Wednesday, 22 April 2009
Melly's Navy lark is a rum read
Rum, Bum and Concertina by George Melly
George Melly was one of that great tradition of English eccentrics – unconventional in so many ways, and worthy of national treasure status for that alone.
Rum, Bum and Concertina is the second volume of his memoirs, and with its title evoking the author's version of 'wine, women and song', it covers the years of his national service in the Navy, a service he joined because he thought that the bellbottom trousers that sailors wore were more becoming than other uniforms.
There isn't a huge amount of concertina here – but there's no shortage of rum and bum.
The book relates some of his many sexual experiences, from Melly's initially considering himself 100% gay to his first introduction to straight pleasures, thanks to the wife of a very liberally-minded couple (and her husband, who was entirely accepting and encouraging of the arrangement).
The book is peopled, as one would expect, with extraordinary characters – although it begins in the later stages of WWII, the world it portrays could hardly be further from that stiff upper-lipped ideal of Englishness, as conveyed by so many films both of the era itself and later.
And when the anarchist surrealist Naval rating started visiting London regularly, it was to a Bohemian world that included Fitzrovia, the corner of London where Bloomsbury meets Soho, which was thus christened by MP Tom Driberg, and where Melly encountered, amongst others, a drunken Dylan Thomas and England’s stately homo, Quentin Crisp.
And even the Navy, given the time, seems to have been remarkably tolerant of homosexuality, which going on these memoirs, seems to have been quite prevalent, even though it would be more than 20 years before decriminalisation.

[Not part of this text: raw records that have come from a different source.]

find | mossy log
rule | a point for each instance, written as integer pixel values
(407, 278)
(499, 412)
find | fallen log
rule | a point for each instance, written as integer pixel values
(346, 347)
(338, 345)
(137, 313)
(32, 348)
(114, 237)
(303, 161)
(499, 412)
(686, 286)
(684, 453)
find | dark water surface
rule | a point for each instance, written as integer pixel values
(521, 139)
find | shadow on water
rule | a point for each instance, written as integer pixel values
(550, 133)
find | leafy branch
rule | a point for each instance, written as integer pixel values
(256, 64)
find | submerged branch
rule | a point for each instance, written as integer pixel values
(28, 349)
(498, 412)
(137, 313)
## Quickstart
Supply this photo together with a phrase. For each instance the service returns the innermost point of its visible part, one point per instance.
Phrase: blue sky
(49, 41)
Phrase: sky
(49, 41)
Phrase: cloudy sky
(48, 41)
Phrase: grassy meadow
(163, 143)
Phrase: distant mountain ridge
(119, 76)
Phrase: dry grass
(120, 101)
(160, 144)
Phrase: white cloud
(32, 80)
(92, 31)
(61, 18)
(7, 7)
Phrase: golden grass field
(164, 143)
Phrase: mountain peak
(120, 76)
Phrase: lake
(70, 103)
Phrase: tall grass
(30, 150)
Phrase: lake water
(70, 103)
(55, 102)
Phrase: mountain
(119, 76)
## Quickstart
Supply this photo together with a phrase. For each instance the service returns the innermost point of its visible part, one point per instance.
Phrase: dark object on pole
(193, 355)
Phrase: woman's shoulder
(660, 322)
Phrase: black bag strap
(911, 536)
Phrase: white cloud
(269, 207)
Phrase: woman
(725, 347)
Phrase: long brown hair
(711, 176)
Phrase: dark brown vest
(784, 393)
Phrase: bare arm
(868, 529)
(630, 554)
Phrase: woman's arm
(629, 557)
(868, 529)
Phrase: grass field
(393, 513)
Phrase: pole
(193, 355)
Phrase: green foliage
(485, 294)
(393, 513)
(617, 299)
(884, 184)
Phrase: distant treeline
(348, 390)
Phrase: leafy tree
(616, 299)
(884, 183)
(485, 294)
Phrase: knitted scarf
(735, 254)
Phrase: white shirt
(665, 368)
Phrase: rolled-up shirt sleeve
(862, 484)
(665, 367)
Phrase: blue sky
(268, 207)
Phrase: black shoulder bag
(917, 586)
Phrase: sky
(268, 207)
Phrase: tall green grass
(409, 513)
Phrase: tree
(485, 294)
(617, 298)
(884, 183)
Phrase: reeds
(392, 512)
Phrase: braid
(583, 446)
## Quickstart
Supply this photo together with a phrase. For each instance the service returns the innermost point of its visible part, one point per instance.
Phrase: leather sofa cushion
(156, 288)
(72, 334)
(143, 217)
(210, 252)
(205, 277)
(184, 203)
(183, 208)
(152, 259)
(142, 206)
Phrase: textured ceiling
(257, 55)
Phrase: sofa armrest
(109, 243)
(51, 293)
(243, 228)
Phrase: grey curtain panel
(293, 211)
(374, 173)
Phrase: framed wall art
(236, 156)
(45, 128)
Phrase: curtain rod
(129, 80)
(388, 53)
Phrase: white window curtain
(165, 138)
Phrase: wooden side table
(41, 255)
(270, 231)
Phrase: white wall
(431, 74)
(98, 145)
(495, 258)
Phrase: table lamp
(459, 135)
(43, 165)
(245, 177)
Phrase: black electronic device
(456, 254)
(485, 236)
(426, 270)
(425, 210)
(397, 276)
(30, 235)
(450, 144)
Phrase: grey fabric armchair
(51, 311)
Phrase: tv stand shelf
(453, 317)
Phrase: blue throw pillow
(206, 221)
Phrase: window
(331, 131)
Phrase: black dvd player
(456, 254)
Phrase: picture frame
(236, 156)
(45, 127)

The book also includes a fascinating explanation of the term: 'shake a leg'. Apparently, the Navy had, in earlier years, allowed women to spend the night on board. When the call went up in the morning to rise, any sailor with a woman in his hammock would be allowed an extra hour there. And to check this, the call would go up: 'Shake a leg!' At which any women present would pop a leg over the edge of the hammock, thus revealing the presence of a female of the species. Although this was rendered slightly more complicated when some sailors took to shaving their legs in an effort to gain their extra hour kip without requiring a female companion.
Jazz, of course, features. But mostly in terms of Melly reporting that he and some shipmate listened to some records. Only rarely are there hints of his future career, when he describes having given very rare (at the time) singing performances.
Huge fun – very funny – and as fascinating an evocation of an era as Scouse Mouse, the first volume, is of that period.